New Zealand indie rock was so much better at being cheeky than this British bullshit we’re tasked with pretending to be proud of. A little whistle here and a sudden upstroke of fury there, what I like about TJPSE is how they pack the humour into a dour and ludicrously unfunny foreground. The silly whistles that usher in “Grey Parade” inaugurate a song of defeated whispers and heartbroken strings, a song in which the fingers slide down the guitar frets as if they’re groaning in sympathy for Dave Mulachy.
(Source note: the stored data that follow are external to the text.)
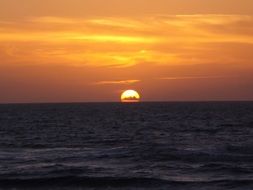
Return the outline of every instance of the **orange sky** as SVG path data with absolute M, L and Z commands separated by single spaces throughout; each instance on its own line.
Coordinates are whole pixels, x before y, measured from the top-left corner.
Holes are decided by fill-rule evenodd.
M 252 0 L 0 0 L 0 103 L 253 100 Z

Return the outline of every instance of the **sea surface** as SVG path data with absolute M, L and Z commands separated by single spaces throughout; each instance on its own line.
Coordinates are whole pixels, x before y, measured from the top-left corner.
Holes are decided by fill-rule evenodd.
M 0 105 L 0 189 L 252 190 L 253 102 Z

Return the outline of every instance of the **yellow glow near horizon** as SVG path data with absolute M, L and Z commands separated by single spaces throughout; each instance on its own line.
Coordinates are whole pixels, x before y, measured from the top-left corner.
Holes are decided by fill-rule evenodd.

At times the band deigned to snark, which they hit their prime on with ‘Love Songs’ two smoky bar ballads “All The Way Down” and “Jabberwocky”.

It’s the drudgery I like, though, and TJPSE played for the most part on the low, evoking few proper anthems and instead trudging along meandering and disappearing guitar licks. They might have been one of those indie rock bands that made their music sound like a prediction of the fact they’d be forgotten, but that at least makes them good meteorologists. For the completist among you, this reissue comes with bonus track on bonus track of lo-fi cassette originals and single asides.